6. Limitations, Extensions, and Empirical Performance

Assignment kernels, while effective and flexible, exhibit nuanced limitations:

Positive-definiteness is not guaranteed without the "strong kernel" (hierarchy-induced) property. For generic $k$ , assignment kernels may be indefinite, complicating their use with classical kernel methods (0801.4061, Kriege et al., 2016). Empirical workarounds include regularization or projection onto PD cones.
Soft-matching and exponential kernels (Gibbs) are typically indefinite or computationally intensive, as they sum over all permutations.
Memory and storage costs can be substantial when constructing and maintaining hierarchical representations for highly non-discrete label or attribute spaces (Kriege et al., 2016, Salim et al., 2020).

Despite these challenges, assignment and matching kernels have set new benchmarks in graph classification, shape matching, and attributed structure analysis. On standard graph benchmarks (e.g., MUTAG, D&D, PROTEINS), Deep WL-OA and related assignment kernels match or slightly exceed prior state-of-the-art accuracies, with interpretability via sparse, learned weights (Kriege, 2019, Salim et al., 2020). Scalable kernelized QAP solutions (e.g., KerGM, heat kernel-based matching) demonstrate linear or near-linear scaling with graph/shape size and competitive or superior accuracy in vision and bioinformatics applications (Zhang et al., 2019, Lähner et al., 2017).

7. Broader Impact and Connections

Assignment and matching kernel frameworks synthesize ideas from combinatorial optimization, kernel methods, and structured data analysis. Their theoretical developments connect to the theory of positive-definite functions, tree-based hierarchies, and convex relaxations of permutation problems.

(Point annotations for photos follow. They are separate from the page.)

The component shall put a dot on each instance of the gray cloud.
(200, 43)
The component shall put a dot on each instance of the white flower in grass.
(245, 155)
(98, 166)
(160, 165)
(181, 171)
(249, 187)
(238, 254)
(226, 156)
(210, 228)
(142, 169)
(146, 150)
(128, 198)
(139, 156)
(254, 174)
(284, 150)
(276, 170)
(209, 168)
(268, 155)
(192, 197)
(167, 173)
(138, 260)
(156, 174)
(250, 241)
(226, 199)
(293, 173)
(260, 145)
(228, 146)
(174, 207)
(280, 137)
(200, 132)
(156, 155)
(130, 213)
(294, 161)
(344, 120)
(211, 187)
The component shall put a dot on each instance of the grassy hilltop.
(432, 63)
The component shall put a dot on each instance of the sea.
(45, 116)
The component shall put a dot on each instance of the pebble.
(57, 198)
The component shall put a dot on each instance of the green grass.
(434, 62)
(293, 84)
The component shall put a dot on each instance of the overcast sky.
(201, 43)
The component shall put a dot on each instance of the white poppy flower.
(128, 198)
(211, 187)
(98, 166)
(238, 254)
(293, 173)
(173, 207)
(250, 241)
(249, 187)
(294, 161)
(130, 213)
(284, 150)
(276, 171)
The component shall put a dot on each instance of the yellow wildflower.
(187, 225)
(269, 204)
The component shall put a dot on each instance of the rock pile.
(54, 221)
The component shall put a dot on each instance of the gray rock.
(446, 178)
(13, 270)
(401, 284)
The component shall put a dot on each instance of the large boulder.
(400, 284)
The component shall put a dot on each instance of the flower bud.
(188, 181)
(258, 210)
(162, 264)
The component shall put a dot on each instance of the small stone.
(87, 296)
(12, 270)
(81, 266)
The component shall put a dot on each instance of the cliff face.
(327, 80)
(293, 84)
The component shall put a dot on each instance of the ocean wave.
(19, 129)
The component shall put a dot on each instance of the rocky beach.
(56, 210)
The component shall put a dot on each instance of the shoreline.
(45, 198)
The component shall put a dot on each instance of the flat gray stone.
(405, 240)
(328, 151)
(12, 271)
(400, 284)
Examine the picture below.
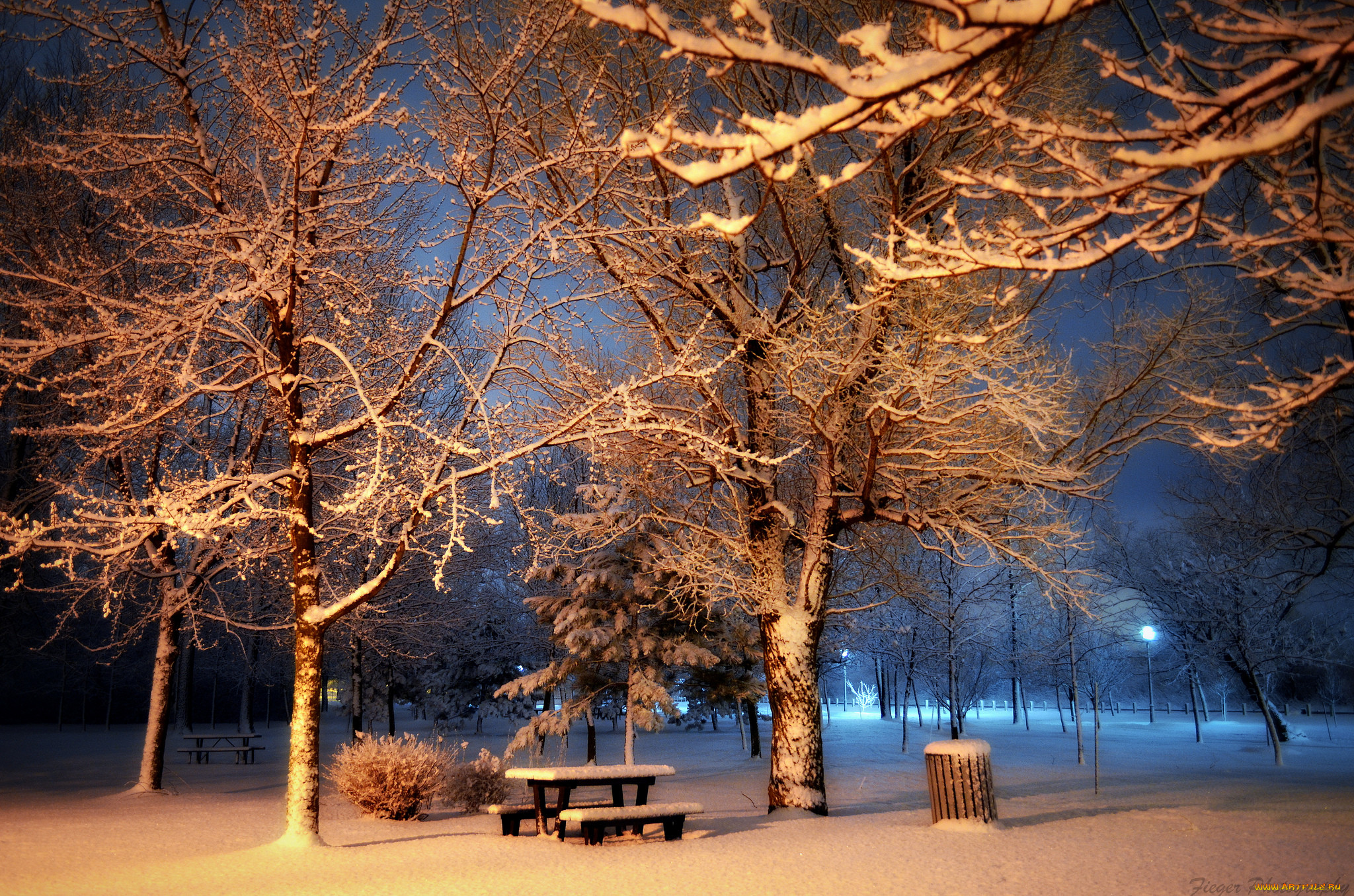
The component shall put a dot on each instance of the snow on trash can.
(959, 774)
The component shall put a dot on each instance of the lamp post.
(1148, 636)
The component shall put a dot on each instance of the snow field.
(1170, 814)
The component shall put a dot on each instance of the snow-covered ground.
(1173, 817)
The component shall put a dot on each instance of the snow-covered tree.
(626, 618)
(1239, 138)
(276, 195)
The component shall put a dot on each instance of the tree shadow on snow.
(1063, 815)
(405, 839)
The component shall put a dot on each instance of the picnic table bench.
(202, 753)
(595, 821)
(512, 815)
(567, 778)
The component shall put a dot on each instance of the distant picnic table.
(201, 750)
(567, 778)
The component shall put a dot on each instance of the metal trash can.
(959, 776)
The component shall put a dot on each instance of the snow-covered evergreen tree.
(622, 615)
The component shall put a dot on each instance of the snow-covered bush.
(390, 777)
(474, 784)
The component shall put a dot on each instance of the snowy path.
(1170, 813)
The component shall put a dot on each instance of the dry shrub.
(474, 784)
(390, 777)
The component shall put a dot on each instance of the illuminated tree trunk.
(790, 639)
(157, 719)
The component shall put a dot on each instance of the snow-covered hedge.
(390, 777)
(474, 784)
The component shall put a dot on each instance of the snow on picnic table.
(1172, 817)
(590, 772)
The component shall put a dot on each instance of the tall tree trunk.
(1257, 692)
(1269, 712)
(61, 697)
(303, 742)
(184, 710)
(882, 685)
(753, 729)
(633, 672)
(1095, 706)
(790, 643)
(157, 719)
(1016, 689)
(592, 737)
(953, 700)
(1077, 702)
(1193, 700)
(908, 687)
(107, 710)
(390, 696)
(355, 687)
(247, 684)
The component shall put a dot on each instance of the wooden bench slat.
(629, 813)
(596, 821)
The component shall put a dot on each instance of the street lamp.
(1148, 636)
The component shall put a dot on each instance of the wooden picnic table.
(567, 778)
(201, 750)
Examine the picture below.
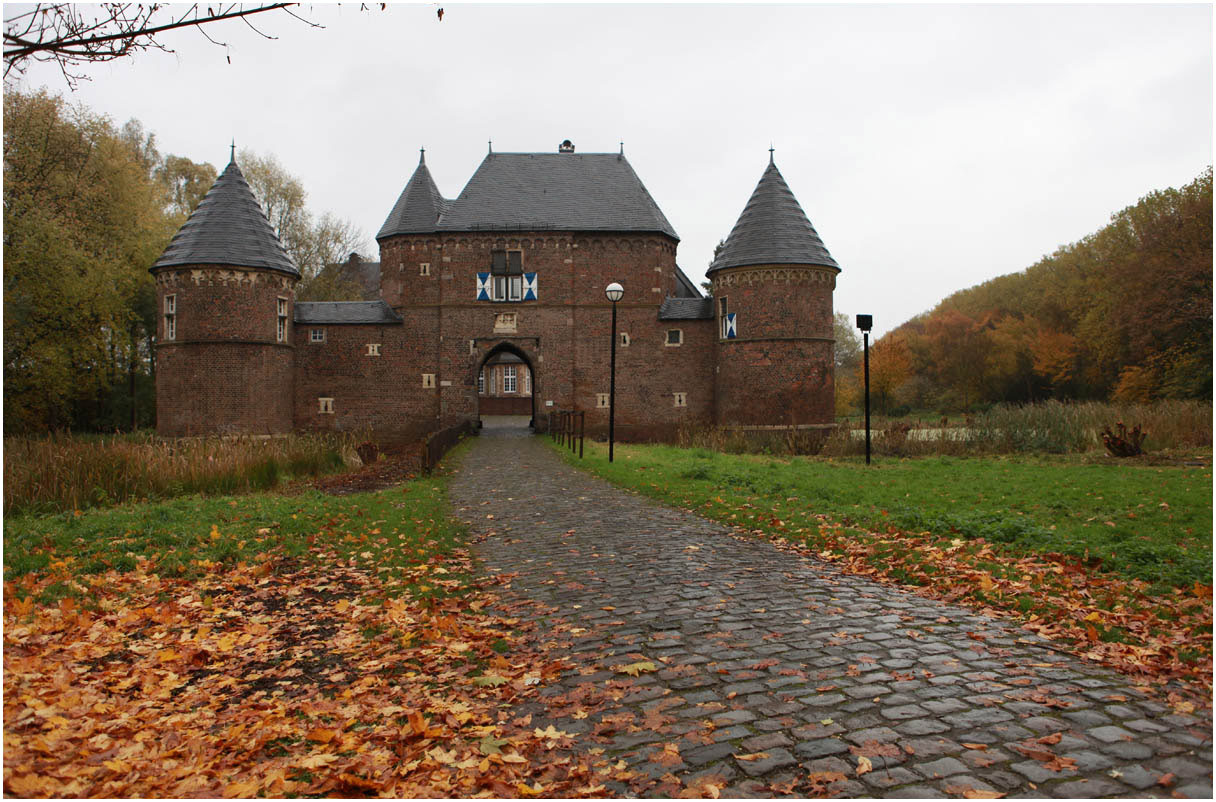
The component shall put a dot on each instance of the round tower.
(225, 298)
(772, 284)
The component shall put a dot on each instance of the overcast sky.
(933, 147)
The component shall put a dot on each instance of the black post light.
(614, 292)
(866, 322)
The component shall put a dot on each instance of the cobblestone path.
(772, 670)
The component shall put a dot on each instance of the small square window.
(170, 317)
(281, 308)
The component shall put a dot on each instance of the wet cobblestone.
(759, 651)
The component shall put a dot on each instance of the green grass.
(392, 531)
(1147, 523)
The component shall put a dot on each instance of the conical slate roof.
(229, 227)
(418, 208)
(772, 230)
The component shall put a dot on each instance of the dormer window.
(507, 275)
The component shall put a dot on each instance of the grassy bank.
(390, 531)
(71, 472)
(1051, 427)
(1146, 523)
(270, 645)
(1115, 557)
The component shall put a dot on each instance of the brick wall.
(384, 393)
(778, 370)
(225, 371)
(564, 334)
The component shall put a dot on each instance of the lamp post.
(614, 292)
(866, 322)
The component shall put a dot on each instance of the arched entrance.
(506, 388)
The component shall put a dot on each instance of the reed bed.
(63, 472)
(1051, 427)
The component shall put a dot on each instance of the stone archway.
(510, 383)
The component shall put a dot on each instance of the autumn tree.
(1124, 312)
(313, 243)
(83, 219)
(185, 182)
(74, 34)
(890, 366)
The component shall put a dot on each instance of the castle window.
(507, 272)
(170, 317)
(282, 320)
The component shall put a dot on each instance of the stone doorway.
(506, 389)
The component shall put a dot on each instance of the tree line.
(1124, 315)
(88, 208)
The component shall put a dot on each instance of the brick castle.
(507, 280)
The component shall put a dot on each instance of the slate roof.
(344, 312)
(534, 192)
(418, 207)
(772, 230)
(229, 227)
(686, 309)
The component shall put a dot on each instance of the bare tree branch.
(63, 33)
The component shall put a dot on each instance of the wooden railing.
(567, 428)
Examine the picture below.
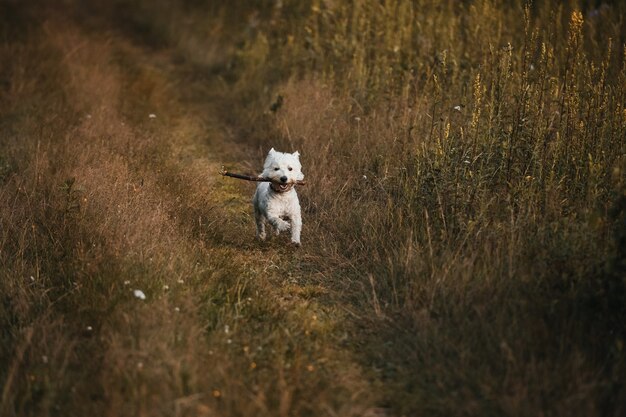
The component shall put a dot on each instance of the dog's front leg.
(279, 224)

The interplay between exactness, validity, and practical efficiency has driven advances in multiple areas:

Powerful graph- and shape-matching pipelines, integrating pointwise, pairwise, and structural features.
Hybrid kernel formulations for attributed data, merging R-convolution and assignment principles for maximally discriminative similarity (Salim et al., 2020).
Methodological cross-fertilization between kernel methods, quadratic programming, and entropy-regularized transport.

Assignment and matching kernels remain an active domain, with ongoing efforts towards more expressive ground metrics, richer hierarchy learning, and robust indefinite-kernel handling in large-scale structured prediction and representation learning (Kriege, 2019, Zhang et al., 2019, Kriege et al., 2016, Salim et al., 2020).